The agency has been overwhelmed by a flood of applications. Of the 251,000 students who have submitted claims this year, 24,186 -- less than 10 percent -- have received checks, according to Veterans Affairs officials. They point out, however, that not all of those students intend to use the benefits this year. Although many universities are deferring tuition payments, the delays have forced students to take out loans, rack up credit card debt and consider dropping out of school in order to meet living expenses, according to veterans and groups that advocate on their behalf.
Now, starting Oct. 2, veterans can request a $3,000 advance on their housing and book allowances by bringing a photo ID, course schedule and eligibility certificate to one of the agency's 57 regional offices, including in the District and Baltimore. The agency said it would also send officials to some college campuses and help coordinate transportation to regional offices.
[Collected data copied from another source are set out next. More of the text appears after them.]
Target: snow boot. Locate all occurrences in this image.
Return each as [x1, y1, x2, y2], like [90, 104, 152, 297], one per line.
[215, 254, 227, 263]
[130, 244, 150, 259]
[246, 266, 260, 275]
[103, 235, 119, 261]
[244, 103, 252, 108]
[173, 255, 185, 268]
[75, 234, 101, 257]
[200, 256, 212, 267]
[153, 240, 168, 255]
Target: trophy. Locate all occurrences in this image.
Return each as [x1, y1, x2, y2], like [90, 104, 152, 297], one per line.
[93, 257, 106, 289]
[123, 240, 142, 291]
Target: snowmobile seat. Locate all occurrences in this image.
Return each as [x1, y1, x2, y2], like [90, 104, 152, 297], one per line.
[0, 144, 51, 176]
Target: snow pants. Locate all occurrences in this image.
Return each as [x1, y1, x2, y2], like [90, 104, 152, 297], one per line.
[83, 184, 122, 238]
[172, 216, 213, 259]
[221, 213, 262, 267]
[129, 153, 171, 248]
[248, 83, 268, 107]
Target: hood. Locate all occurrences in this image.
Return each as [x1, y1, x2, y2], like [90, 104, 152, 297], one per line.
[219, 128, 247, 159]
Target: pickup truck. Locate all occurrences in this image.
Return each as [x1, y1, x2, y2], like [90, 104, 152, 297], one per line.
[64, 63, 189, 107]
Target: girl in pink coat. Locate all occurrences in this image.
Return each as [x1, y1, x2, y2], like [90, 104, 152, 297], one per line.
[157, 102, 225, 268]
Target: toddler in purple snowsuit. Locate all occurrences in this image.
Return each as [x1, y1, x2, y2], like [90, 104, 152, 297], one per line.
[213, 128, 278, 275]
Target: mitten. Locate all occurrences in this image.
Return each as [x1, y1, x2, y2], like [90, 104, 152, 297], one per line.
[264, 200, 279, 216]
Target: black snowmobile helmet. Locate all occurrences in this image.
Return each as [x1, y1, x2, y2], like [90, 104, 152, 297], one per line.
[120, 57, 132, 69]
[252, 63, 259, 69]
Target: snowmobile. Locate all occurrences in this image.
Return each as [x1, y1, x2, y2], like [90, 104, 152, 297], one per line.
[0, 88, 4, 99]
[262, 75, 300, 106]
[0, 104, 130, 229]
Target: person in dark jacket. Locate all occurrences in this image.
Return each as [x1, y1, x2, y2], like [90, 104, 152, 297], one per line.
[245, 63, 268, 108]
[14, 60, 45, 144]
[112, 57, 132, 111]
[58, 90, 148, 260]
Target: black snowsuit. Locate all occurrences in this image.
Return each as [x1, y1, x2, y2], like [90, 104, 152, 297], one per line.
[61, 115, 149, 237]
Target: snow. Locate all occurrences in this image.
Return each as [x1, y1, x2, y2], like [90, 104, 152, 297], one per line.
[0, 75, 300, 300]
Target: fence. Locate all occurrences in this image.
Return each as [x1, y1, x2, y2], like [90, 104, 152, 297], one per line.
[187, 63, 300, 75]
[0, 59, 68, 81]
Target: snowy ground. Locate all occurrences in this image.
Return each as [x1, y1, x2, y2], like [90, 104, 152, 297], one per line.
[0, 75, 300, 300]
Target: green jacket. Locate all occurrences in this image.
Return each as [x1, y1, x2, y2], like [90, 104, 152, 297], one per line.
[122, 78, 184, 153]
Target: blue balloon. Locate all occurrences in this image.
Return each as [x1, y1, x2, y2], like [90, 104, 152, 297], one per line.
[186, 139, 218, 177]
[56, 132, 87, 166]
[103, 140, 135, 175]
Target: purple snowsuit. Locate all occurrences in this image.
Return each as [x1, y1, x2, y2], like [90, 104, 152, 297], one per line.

Veterans service organizations, which have been pressuring the agency to help students who are struggling to pay bills, praised the move. "We are proud to see Secretary Shinseki take immediate action to ensure student veterans are able to remain in school and concentrate on what is important: attaining a college degree," said Derek Blumke, executive director of Student Veterans of America. "It's not over yet -- there's still the backlog."
Officials at Veterans Affairs recognized that the Post-9/11 GI Bill, which is more generous than previous iterations, would result in a flood of claims that would challenge the agency's processing capacity, said Keith Wilson, director of education service for the VA. To speed payments, the agency hired 760 claims processors and last month mandated that employees work overtime.
But the bill's relative complexity, coupled with an outdated system that requires manual data entry, means progress has been slow. After a veteran has applied for benefits and his or her school has submitted a certification of enrollment to Veterans Affairs --two steps that can take months -- it takes another 35 days, on average, before a check is cut.
"We're not happy about it," said Wilson, a Navy veteran who used the GI Bill to attend the University of Nebraska. "I know exactly the situation that these students are in, and it's painful to me to think that we're not meeting their expectations."
Whereas the Montgomery GI Bill and other veteran benefit programs require simple flat-rate payments to individuals, the new bill, which became effective Aug. 1, is more complicated.
There are three different payments: Tuition checks (up to the cost of the most expensive public institution in a given state) are sent to schools. Allowances for housing, which vary by ZIP code according to cost of living, and textbooks are paid directly to the veterans.
Processing one claim requires a VA employee to twice transcribe information from one computer system to another, Wilson said. A new system will allow claims-processing to be fully automated by December 2010, he said.
"It's a great deal," said Michael DeVaughn, 25, of the new GI Bill. DeVaughn, a student at Anne Arundel Community College, is making ends meet by living at home with his parents and working as many hours as he can get at J.C. Penney. "It just needs to start working."